First, this study was limited by funding, and the authors were unable to collect data on liver fibrosis and cirrhosis for inclusion in the analysis; application of such data will be the focus of future research. Second, based on the existing screening results, the authors identified 24 conventional indicators. In future research, we will assess some of these indicators to enrichen the established models as these may be related to the occurrence and development of NAFLD, although current information is insufficient. Finally, if the population sample size can be further expanded to the entire T2DM population in the Pudong district or to that in all of Shanghai, the established model could be applied well.

Conclusion

The nine indicators verified by nomogram in this analysis, including age, course of disease, PBG, HbA1c, UCR, UMA and SBP, are very meaningful in terms of identifying risk for NAFLD in T2DM. Also, these indicators can have a certain effect on the early screening and the timely prevention of the progress of related complications. As a result, introducing these nine indicators in the risk nomogram is useful for the prediction of NAFLD risk in T2DM individuals.

Why carry out the study?

The prevalence of diabetes in the Chinese adult population is estimated to be as high as 9.7%.

About one- to two-thirds of people with type 2 diabetes mellitus (T2DM) may develop non-alcoholic fatty liver disease (NAFLD), placing a serious economic burden on healthcare systems and posing health risks to individuals and society.
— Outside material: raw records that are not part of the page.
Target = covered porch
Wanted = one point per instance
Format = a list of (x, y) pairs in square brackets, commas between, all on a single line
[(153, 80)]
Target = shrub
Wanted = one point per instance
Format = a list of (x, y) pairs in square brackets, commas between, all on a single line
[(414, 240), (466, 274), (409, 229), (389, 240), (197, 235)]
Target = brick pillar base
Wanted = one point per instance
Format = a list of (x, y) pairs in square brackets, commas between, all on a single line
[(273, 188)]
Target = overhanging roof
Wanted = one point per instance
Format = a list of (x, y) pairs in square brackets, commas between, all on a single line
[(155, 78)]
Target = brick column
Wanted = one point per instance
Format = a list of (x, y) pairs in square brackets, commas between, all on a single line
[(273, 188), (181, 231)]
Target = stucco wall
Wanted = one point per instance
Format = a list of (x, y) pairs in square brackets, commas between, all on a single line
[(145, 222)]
In this study, factors potentially influencing the development of NAFLD in T2DM were assessed by developing a nomogram risk predictive model, with the aim to identify important risk factors for the development of NAFLD in patients with T2DM.

What was learned from the study?

The results showed that nine indicators, namely sex, age, total cholesterol, body mass index, waistline, diastolic blood pressure, serum uric acid, course of disease and high-density lipoprotein-cholesterol, are effective risk predictors of NAFLD in T2DM.

The risk nomogram is useful for prediction of NAFLD risk in persons with T2DM, and the nomogram method can also be extrapolated to other complications and study-related risk factors.

The prediction model was established using LASSO regression, logistic regression and a newly developed risk nomogram. This nomogram of NAFLD was validated, and the results were also verified by external verification methods (including ROC, C-INDEX, DCA), with good results.